One of our roles as teachers (as I understand this) is to take "reality" - whether real, imagined, deluded or inconsistent - as a pivot for learning; musing around any event (no matter how trite or unspectacular) in order to give it meaning, in order to "learn" from it. Also, in taking seriously and exploring a student's concern about travelling to a placement, or becoming infected by HIV/AIDS (or by her imagination), we model listening to our inner voices. However out of sync these might be with the prevailing dubious order of the world, and we model listening with imagination.

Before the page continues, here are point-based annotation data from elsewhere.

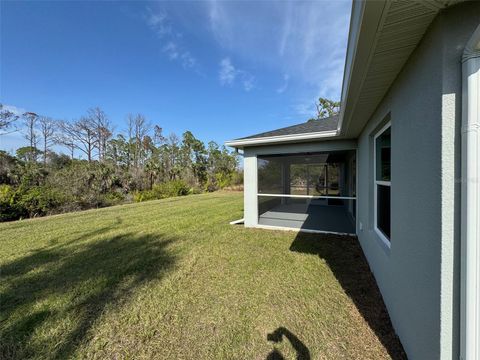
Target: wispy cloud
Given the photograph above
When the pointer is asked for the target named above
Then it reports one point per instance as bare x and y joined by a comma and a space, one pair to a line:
228, 74
306, 40
173, 46
284, 86
14, 109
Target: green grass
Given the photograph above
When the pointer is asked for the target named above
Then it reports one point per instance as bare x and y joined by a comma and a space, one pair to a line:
172, 279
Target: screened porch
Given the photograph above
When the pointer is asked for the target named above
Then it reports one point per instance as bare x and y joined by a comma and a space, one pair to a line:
309, 191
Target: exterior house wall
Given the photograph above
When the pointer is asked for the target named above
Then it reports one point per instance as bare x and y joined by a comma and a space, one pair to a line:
250, 168
419, 274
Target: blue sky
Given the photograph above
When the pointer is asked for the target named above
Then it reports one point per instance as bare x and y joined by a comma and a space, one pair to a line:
222, 69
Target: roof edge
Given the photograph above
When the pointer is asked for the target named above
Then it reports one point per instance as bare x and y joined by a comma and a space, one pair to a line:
281, 138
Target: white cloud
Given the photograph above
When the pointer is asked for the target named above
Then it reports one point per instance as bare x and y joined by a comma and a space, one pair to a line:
173, 46
228, 73
14, 109
284, 86
157, 21
248, 81
306, 40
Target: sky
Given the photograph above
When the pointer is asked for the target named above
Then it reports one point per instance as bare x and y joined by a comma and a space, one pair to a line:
221, 69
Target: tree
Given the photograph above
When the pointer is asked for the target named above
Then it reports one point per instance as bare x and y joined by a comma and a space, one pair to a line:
81, 135
47, 128
7, 119
25, 153
103, 129
327, 108
138, 129
30, 120
194, 157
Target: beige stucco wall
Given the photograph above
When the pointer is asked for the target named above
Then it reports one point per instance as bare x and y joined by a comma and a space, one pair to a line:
419, 274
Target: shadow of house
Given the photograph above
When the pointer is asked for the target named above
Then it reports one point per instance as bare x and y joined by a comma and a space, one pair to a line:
345, 258
300, 348
91, 276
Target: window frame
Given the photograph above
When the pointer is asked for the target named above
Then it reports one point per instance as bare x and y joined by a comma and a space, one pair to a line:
376, 183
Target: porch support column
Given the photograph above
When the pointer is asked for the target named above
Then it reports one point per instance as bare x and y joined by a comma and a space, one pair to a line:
250, 188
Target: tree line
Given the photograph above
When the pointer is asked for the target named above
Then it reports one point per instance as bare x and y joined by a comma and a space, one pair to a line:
97, 166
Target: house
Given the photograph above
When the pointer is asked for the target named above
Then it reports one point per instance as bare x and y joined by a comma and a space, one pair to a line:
398, 167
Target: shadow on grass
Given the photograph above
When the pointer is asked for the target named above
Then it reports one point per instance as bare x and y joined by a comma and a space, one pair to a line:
302, 351
74, 281
345, 258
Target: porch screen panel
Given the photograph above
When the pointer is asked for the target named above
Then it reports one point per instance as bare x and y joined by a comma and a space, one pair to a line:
270, 176
307, 190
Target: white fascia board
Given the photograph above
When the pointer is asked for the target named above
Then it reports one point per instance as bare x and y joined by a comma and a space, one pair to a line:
352, 46
240, 143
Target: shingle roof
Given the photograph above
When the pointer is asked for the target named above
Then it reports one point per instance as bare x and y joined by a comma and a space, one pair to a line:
313, 126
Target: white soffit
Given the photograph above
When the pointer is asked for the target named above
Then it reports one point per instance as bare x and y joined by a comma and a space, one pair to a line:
383, 34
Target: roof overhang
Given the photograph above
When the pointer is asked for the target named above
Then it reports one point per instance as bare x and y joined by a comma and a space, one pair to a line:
383, 35
270, 140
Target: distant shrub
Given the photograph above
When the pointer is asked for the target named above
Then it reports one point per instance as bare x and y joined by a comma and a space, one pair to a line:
162, 191
114, 198
40, 200
9, 208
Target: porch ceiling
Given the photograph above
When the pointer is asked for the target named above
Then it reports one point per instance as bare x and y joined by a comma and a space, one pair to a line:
382, 36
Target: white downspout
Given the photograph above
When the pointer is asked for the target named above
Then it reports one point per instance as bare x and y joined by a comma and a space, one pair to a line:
470, 201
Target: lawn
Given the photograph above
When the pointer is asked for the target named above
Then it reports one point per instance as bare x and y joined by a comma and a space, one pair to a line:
171, 279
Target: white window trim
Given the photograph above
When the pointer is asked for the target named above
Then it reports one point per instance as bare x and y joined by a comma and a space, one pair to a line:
381, 235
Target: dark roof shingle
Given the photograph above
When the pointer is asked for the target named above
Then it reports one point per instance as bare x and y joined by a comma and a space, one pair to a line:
312, 126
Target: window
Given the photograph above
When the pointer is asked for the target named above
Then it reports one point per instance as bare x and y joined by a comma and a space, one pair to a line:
382, 159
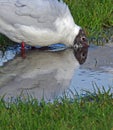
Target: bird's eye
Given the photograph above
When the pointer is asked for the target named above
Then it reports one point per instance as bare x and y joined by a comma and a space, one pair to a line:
83, 39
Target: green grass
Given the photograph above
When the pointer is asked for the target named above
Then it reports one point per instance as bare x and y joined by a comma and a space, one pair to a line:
94, 112
93, 15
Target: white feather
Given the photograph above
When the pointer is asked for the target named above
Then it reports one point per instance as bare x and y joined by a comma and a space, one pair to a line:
37, 22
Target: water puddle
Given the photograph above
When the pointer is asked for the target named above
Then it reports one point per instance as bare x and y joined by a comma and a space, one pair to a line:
96, 71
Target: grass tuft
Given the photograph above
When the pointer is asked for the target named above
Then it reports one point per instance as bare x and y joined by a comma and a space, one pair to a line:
78, 114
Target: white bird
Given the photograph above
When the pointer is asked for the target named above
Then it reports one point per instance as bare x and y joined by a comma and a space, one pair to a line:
40, 22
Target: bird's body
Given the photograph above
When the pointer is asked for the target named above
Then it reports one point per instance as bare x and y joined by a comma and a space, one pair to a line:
37, 22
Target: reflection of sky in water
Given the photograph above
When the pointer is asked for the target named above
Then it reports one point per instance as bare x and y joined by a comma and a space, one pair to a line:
86, 80
82, 80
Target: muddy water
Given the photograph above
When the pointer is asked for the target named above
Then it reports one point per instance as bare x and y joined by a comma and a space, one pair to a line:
58, 74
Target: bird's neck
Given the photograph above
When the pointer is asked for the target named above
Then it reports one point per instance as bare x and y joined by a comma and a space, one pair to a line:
67, 29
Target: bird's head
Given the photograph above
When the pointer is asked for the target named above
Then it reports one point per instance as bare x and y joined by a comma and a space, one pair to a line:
80, 47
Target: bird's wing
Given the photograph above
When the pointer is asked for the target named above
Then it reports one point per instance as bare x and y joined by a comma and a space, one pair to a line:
44, 11
25, 12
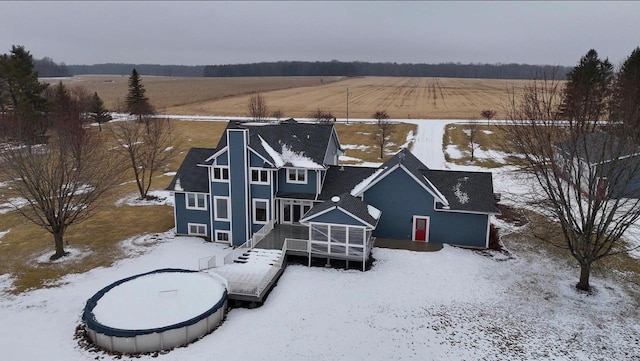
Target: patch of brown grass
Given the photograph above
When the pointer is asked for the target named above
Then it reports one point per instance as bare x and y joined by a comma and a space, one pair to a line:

I began this paper with the HIV/AIDS pandemic in South Africa, suggesting that the risk of contamination in music therapy practice is minimal. Yet my experience of visiting people dying of AIDS in squalor and starvation resulted in a consuming re-assessment of music therapy training and practice. It was not the virus that caught me, but something else: an understanding that it is not enough to decontextualise fragility and fear and explore these as internal, private issues. Contexts speak to us, and to be indemnified against their less savoury aspects feels unsatisfactory - and rather deaf. The illusion, perhaps, is that in South Africa we can practice music therapy without being contaminated by danger, despair and fear in society. It seems to me that these need to be linked, so that we can begin to knit together professional and social responsibilities as music therapists, as music therapy teachers, and as "caretakers" of the profession. And so, in South Africa, for as long as is possible, music therapy students will continue working in community placements with people suffering from poverty and disease. And they will continue to sign indemnity forms.